「分譲マンションを所有しているが、2年間転勤することになったので、その期間だけ貸したい」
このようなニーズがある場合、定期賃貸借制度の利用を検討するべきです。
定期借家契約とは、書面により賃貸借契約書を締結する等の一定の要件を満たすことにより、契約期間の満了によって確定的に建物賃貸借契約を終了させることができる賃貸借契約のことをいいます。
では、定期借家契約ではなく、普通の建物賃貸借契約では何が問題なのでしょうか。
定期賃貸借ではない普通の建物賃貸借契約の場合、建物の賃貸人が更新の拒絶または賃貸借契約の解約の申入れをして賃貸借契約を終了させるためには、「正当な事由」があると認められなければなりません。

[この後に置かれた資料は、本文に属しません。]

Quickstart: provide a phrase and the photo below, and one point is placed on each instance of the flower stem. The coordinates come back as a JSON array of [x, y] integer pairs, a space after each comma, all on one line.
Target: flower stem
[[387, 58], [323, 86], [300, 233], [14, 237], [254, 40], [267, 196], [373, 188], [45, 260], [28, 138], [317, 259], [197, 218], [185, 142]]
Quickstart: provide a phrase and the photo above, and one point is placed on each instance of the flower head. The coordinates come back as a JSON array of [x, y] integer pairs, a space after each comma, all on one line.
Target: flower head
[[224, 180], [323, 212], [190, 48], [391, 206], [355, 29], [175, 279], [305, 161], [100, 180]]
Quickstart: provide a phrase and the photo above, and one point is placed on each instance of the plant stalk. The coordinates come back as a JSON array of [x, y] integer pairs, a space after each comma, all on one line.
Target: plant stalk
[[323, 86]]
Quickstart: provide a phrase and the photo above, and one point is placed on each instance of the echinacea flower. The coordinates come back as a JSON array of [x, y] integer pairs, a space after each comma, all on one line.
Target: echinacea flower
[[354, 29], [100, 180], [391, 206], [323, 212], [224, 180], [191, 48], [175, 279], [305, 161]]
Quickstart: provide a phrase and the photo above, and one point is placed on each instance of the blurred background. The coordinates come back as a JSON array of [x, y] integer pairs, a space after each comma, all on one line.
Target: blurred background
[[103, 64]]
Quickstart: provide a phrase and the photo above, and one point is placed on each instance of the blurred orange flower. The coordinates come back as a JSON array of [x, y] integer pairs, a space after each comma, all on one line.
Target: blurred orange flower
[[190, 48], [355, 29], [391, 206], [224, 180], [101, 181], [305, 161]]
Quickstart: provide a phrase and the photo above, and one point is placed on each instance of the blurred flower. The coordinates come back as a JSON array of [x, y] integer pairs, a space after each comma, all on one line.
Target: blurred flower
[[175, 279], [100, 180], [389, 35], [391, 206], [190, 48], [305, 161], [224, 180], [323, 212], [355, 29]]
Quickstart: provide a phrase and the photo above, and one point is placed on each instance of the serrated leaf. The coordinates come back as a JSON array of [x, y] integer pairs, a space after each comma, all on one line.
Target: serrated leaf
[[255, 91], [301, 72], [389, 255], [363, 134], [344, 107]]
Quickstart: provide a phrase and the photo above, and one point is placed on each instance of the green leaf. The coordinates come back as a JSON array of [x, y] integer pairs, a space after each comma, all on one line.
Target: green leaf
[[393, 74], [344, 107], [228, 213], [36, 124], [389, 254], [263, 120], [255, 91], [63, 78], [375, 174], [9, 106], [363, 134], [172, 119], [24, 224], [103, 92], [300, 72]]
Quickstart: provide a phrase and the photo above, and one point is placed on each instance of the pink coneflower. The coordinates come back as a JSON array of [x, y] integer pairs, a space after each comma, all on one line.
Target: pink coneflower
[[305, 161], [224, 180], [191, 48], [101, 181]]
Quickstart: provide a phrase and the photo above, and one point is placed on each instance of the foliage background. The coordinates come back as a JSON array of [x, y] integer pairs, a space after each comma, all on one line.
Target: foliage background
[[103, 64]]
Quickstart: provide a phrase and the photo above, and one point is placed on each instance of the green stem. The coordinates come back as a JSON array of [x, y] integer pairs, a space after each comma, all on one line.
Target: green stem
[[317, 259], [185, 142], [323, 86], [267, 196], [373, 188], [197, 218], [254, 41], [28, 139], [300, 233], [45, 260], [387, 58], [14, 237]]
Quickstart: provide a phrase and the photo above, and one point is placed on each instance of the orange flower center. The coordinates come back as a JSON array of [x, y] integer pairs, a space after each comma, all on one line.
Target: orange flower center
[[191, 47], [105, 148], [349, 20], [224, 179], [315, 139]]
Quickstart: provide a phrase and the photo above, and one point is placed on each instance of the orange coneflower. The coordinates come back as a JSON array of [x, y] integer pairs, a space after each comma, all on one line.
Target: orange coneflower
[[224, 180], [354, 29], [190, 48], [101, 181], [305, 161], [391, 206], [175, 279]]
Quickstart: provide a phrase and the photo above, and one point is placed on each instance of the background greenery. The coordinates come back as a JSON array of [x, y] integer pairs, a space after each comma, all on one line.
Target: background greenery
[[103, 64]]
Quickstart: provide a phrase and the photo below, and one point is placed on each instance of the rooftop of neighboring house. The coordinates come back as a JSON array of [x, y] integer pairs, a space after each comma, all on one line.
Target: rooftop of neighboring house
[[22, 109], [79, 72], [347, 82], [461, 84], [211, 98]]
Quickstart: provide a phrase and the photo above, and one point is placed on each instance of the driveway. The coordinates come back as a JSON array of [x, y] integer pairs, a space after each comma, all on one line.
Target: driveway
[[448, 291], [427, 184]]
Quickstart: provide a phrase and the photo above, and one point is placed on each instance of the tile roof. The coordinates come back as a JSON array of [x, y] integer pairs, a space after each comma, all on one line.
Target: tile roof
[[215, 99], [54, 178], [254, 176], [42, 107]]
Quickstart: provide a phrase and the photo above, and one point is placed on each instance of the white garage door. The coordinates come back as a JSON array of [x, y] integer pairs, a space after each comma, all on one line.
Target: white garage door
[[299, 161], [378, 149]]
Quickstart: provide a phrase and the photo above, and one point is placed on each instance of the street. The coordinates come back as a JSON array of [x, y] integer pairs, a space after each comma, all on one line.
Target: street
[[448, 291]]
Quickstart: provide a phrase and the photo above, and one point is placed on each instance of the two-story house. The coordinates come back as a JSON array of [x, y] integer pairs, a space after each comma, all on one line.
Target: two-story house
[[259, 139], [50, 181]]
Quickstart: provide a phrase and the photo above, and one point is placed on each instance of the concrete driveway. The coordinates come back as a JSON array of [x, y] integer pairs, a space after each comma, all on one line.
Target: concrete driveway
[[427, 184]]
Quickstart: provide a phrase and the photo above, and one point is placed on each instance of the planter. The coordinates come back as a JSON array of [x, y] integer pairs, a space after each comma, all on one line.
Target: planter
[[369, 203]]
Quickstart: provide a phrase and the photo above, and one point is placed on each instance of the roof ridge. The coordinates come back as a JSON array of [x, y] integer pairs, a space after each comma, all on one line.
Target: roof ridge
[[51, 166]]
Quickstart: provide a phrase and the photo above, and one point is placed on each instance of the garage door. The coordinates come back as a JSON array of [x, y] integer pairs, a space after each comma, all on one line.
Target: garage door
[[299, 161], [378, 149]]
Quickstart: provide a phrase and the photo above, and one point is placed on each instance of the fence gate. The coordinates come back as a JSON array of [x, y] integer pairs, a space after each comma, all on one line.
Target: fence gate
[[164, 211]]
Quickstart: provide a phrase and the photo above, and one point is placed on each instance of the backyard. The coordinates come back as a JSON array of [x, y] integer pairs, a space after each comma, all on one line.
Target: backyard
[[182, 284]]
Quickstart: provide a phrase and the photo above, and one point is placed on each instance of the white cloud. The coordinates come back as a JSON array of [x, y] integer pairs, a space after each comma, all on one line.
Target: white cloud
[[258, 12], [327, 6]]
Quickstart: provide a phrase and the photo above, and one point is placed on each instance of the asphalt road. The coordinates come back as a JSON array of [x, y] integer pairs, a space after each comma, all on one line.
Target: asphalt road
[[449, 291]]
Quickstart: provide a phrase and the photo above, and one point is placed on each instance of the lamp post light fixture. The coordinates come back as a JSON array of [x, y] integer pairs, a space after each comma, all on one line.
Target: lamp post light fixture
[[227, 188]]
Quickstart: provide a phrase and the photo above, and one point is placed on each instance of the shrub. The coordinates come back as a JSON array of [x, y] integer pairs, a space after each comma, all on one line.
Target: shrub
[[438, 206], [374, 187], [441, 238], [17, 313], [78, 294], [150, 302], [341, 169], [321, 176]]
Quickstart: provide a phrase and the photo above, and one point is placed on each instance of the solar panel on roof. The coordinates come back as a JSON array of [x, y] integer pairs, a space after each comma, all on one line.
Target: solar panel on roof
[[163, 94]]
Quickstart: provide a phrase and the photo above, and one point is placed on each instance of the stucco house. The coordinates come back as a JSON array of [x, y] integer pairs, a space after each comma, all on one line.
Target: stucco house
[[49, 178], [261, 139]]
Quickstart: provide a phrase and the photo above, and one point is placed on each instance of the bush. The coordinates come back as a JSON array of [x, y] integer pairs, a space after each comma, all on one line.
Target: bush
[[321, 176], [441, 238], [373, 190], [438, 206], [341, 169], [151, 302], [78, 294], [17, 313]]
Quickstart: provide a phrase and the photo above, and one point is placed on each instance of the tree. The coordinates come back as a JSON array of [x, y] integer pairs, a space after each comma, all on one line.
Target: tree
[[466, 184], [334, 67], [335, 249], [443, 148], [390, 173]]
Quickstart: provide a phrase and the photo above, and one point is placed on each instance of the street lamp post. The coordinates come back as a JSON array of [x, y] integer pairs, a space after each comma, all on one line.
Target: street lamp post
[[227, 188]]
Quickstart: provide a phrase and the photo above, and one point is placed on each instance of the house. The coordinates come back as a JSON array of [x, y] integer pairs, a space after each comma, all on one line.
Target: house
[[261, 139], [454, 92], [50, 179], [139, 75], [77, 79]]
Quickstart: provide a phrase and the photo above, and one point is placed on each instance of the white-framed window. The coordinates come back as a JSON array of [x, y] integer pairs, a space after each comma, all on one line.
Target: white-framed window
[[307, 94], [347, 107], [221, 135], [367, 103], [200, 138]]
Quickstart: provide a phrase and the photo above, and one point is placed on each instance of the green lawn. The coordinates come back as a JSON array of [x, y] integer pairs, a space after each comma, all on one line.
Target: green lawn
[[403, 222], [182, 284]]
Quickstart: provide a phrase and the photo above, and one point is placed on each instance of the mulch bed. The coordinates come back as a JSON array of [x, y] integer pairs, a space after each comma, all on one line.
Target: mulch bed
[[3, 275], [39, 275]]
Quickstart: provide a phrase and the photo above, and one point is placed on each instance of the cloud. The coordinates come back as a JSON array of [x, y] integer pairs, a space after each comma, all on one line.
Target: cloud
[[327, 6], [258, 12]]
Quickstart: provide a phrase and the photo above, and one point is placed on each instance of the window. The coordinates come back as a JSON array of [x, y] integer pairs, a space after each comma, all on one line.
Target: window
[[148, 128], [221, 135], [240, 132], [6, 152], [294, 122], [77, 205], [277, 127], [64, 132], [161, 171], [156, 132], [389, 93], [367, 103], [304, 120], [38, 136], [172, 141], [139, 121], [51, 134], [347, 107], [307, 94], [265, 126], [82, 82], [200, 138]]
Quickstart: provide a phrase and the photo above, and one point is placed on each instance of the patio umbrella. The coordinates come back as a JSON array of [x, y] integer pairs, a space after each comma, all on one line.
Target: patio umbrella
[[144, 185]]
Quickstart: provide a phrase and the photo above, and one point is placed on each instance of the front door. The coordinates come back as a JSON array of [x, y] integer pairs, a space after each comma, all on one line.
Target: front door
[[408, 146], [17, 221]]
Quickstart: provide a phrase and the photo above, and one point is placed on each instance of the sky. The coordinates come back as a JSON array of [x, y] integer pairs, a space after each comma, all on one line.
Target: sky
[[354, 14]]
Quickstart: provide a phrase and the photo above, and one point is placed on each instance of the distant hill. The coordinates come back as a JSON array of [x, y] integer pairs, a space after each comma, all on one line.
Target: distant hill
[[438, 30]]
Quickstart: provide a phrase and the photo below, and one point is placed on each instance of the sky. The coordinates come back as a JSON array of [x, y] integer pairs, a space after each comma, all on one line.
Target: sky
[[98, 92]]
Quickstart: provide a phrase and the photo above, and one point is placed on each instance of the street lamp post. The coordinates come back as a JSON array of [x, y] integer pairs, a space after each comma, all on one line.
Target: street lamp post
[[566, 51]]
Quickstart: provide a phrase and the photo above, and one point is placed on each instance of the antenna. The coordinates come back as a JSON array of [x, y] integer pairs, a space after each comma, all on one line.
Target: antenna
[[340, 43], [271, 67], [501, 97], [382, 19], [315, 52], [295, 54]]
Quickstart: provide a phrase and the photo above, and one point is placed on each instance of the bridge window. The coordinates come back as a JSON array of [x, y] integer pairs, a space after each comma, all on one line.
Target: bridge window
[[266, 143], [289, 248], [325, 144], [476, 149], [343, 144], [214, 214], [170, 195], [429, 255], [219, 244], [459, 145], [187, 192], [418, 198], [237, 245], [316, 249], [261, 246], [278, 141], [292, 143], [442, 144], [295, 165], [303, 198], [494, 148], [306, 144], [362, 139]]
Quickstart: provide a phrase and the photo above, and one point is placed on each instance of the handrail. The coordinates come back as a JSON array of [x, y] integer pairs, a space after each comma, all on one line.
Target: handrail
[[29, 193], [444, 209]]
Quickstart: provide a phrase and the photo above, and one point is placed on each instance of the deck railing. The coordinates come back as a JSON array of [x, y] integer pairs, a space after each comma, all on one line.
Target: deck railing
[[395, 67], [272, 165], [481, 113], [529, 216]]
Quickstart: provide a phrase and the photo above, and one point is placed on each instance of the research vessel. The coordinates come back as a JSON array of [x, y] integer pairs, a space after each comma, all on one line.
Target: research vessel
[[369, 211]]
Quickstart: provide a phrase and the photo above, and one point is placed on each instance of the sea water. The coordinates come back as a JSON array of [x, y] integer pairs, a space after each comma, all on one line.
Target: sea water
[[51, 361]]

この「正当な事由」は、賃貸人と賃借人それぞれの建物を使用する必要性の比較のほか、賃貸借契約に関するそれまでの経過、建物の利用状況、建物の現況、立退料の提供を考慮して判断されるのですが、裁判所で「正当な事由がある」と認められるためのハードルは相当高いといえます。
ですので、少なくとも、明確に期限を区切って貸したいという場合には、場合によってはいつまでも居座られかねない普通の建物賃貸借契約は不適切、ということになります。